But he too acknowledged that the issue is “ultimately up to voters.”
“Voters get to decide this. Ask your candidates this fall: 'Are you supportive of universal background checks? Do you think that 18-year-olds should have access to military-style assault weapons?' And if they say yes, if they support the current law and don't support reform, then don't send them back to Congress."
Sen. Ted Cruz, R-Texas, reacted to the shooting in his home state by writing, “Heidi & I are fervently lifting up in prayer the children and families in the horrific shooting in Uvalde. We are in close contact with local officials, but the precise details are still unfolding. Thank you to heroic law enforcement & first responders for acting so swiftly.”
During his 2018 reelection campaign, Cruz was the leading recipient of gun rights funding in Congress, bringing in more than $300,000, according to OpenSecrets.org.
“Aren’t you slated to headline a speaking gig for the NRA in three days — in Houston, no less?” asked Rep. Alexandria Ocasio-Cortez, D-N.Y., in a tweet. “You can do more than pray. Faith without works is dead.”

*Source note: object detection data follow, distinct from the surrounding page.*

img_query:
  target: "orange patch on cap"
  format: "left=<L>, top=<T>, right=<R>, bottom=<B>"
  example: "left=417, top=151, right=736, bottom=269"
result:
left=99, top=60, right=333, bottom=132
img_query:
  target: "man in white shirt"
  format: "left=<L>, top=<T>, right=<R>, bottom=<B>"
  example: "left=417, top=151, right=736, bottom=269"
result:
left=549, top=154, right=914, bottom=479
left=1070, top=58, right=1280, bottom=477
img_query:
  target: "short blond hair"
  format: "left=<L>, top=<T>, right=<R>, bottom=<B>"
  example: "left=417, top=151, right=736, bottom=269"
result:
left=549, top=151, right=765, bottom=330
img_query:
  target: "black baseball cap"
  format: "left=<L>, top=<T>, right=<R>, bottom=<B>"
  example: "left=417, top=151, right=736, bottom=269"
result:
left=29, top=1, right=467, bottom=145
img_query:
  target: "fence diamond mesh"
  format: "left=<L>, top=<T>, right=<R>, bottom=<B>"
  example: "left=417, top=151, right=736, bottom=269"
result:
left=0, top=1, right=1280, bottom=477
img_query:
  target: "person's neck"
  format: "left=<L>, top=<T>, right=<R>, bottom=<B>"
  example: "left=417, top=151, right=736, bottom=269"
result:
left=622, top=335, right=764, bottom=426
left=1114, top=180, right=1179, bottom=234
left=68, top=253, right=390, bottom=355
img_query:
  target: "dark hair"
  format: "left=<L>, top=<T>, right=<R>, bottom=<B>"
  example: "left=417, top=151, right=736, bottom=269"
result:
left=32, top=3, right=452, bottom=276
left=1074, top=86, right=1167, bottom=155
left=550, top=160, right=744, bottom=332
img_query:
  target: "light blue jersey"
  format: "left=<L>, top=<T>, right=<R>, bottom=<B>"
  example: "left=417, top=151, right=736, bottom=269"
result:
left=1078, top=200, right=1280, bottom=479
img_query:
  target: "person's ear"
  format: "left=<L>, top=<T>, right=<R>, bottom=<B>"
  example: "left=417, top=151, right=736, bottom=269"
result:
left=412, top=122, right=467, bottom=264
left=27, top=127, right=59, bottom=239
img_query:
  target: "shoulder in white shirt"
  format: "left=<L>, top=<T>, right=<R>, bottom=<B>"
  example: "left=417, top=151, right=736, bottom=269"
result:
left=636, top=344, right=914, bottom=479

Cruz, as well as Texas Gov. Greg Abbott and former President Donald Trump, is set to speak at the National Rifle Association’s annual meeting this weekend. Guns will not be allowed in the venue during Trump’s speech.
Other representatives were even more direct toward Cruz, who told reporters, “Inevitably when there's a murderer of this kind, you see politicians try to politicize it, you see Democrats and a lot of folks in the media whose immediate solution is to try to restrict the constitutional rights of law-abiding citizens.”
“F*** you @tedcruz you care about a fetus but you will let our children get slaughtered,” wrote Rep. Ruben Gallego, D-Ariz., an Iraq War veteran, who then referred to Cruz’s Mexican vacation last year when much of Texas was without power. “Just get your ass to Cancun. You are useless.”
To ensure no confusion about his position, 17 minutes after that message Gallego added, “Just to be clear f*** you @tedcruz you f***ing baby killer.”